The fruit wall format for apple orchards brings savings on pruning of 40-60 per cent over conventional orchards by allowing the job to be done mechanically during the season. It also promises improved fruit colour and uniformity of size as well as increased yield, growers heard at an open day at a Horticultural Development Company trial of the format last week.
Adrian Scripps's Parsonage Farm in Cobham, near Gravesend in Kent, is one of two sites where the five-year trials are being conducted.
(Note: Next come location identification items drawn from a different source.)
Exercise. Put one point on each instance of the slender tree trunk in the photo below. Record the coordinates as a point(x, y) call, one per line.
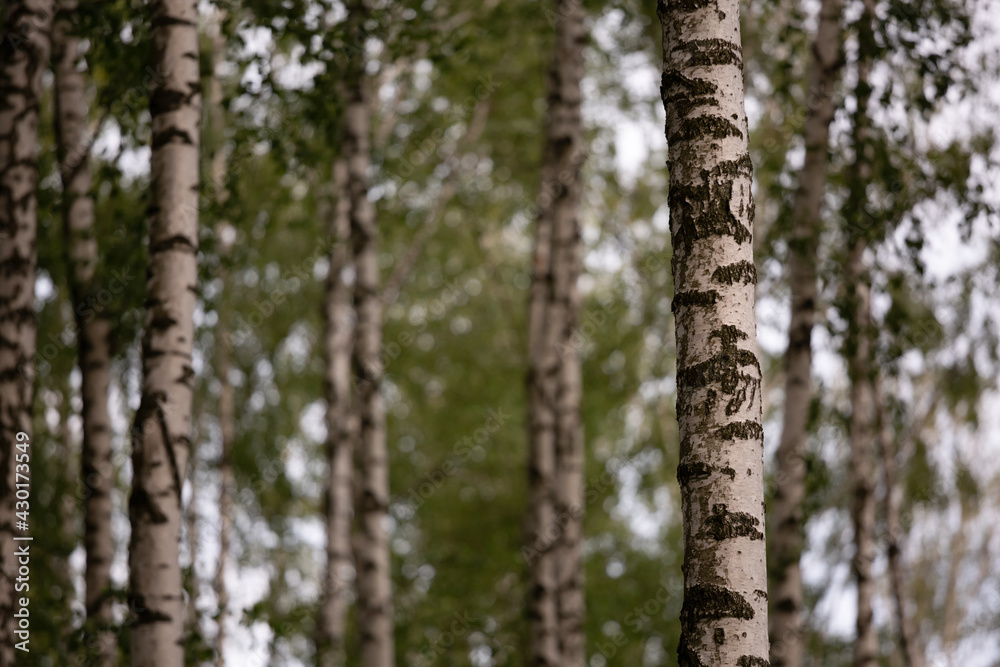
point(724, 613)
point(555, 466)
point(912, 655)
point(374, 579)
point(860, 353)
point(786, 596)
point(339, 431)
point(93, 332)
point(223, 342)
point(24, 54)
point(161, 436)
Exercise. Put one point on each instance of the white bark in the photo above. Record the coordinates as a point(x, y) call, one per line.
point(24, 54)
point(785, 612)
point(555, 467)
point(161, 436)
point(724, 613)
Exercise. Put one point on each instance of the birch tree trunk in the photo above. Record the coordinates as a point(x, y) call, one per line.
point(339, 432)
point(93, 332)
point(724, 613)
point(786, 597)
point(859, 352)
point(223, 364)
point(374, 578)
point(555, 467)
point(912, 655)
point(24, 54)
point(161, 436)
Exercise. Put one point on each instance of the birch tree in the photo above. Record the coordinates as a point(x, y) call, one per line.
point(340, 430)
point(555, 467)
point(724, 612)
point(93, 329)
point(223, 335)
point(859, 349)
point(24, 54)
point(374, 578)
point(161, 436)
point(786, 597)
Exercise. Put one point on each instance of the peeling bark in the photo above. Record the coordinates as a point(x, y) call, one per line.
point(724, 613)
point(785, 613)
point(556, 446)
point(24, 54)
point(93, 333)
point(161, 435)
point(223, 364)
point(859, 351)
point(340, 432)
point(374, 578)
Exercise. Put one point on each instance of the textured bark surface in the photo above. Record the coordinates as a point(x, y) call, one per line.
point(724, 613)
point(555, 466)
point(912, 654)
point(93, 332)
point(161, 436)
point(859, 353)
point(339, 339)
point(786, 598)
point(374, 578)
point(24, 54)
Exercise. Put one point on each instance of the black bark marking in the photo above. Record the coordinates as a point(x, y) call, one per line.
point(694, 298)
point(745, 430)
point(707, 601)
point(696, 129)
point(724, 525)
point(688, 472)
point(711, 52)
point(752, 661)
point(722, 369)
point(703, 209)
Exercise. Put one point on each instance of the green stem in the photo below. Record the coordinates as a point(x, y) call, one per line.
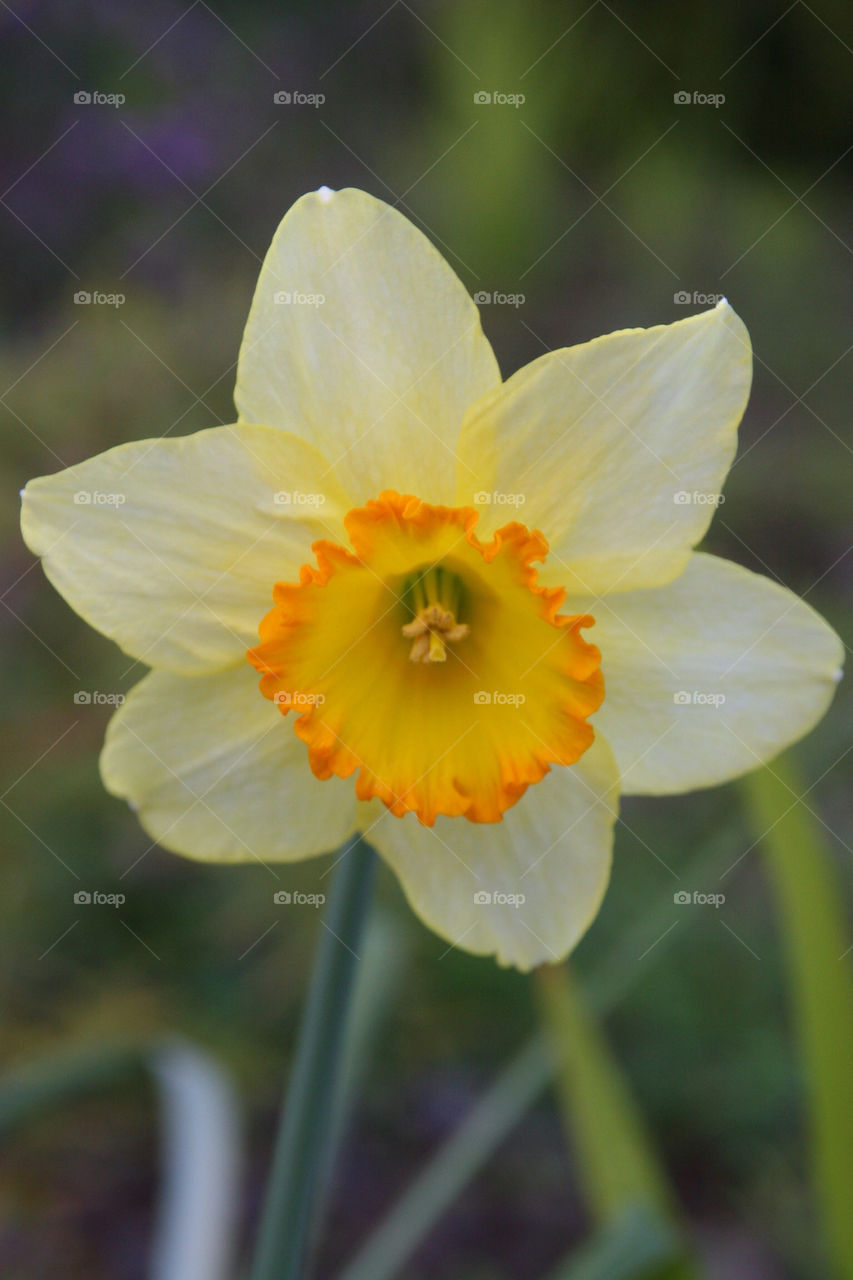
point(305, 1142)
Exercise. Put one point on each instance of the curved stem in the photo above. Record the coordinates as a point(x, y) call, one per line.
point(305, 1141)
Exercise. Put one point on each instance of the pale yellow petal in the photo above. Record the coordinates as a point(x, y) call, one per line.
point(708, 676)
point(616, 449)
point(524, 888)
point(364, 341)
point(172, 547)
point(215, 772)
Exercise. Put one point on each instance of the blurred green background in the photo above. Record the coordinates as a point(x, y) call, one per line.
point(603, 201)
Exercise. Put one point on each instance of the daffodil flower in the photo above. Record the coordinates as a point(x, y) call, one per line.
point(416, 556)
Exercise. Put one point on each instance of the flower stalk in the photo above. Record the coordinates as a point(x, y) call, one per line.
point(304, 1150)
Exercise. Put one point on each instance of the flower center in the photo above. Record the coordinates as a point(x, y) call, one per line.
point(434, 597)
point(493, 690)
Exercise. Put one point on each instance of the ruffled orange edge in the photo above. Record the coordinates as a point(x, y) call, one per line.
point(328, 755)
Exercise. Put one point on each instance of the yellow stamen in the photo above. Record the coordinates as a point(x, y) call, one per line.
point(432, 630)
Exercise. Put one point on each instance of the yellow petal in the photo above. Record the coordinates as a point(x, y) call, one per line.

Around 10ha of Gala, Braeburn and Kanzi varieties on M9 rootstock have been grown for the past two or three years.
The trials are being managed by Farm Advisory Services Team managing director Tim Biddlecombe, who said "a dozen or so" English growers are currently trying the format, with many more likely to adopt it as its advantages and best management practice become apparent.
"The system's pruning cost savings range from 40 to 60 per cent," he explained. "For (standard) intensive orchards, one man will take a week to prune about one hectare. A machine will do the same area in three-to-four hours - although you still have to hand-prune every other year because the branches get thick and grow between the trees."
The farm's production director Mark Holden said the fruit wall comprised much narrower A-shaped trees than normal, allowing row width to be reduced from a typical 3.75m for intensive orchards to 3.25m, but with the same spacing between trees of 0.8-1m depending on the variety.
The trial plot of Gala on M9 rootstock planted in November 2009 is being pruned with the farm's five-bladed circular saw four times during the season, at pink bud and six-, nineand 12-leaf stages, with comparison plots undergoing a conventional winter pruning regime.
Apart from the savings in labour, Holden said he expected the new format to also show increased yield of around 35-40 tonnes per hectare this year, as well as giving improved fruit colour and uniformity of size.
Fruit wall format Trials to continue
Horticultural Development Company knowledge transfer manager Scott Raffle said: "By running the trials over a long period we'll be able to determine the most suitable tree type, the best pruning timing and the affect of long-term mechanical pruning on tree vigour and yield.
"Some (continental) nurserymen have developed tree types for the system and we'll be looking at them in the trial being planted this winter."
The fruit wall system originated some 25 years ago in France but has since been adopted most widely in Belgium.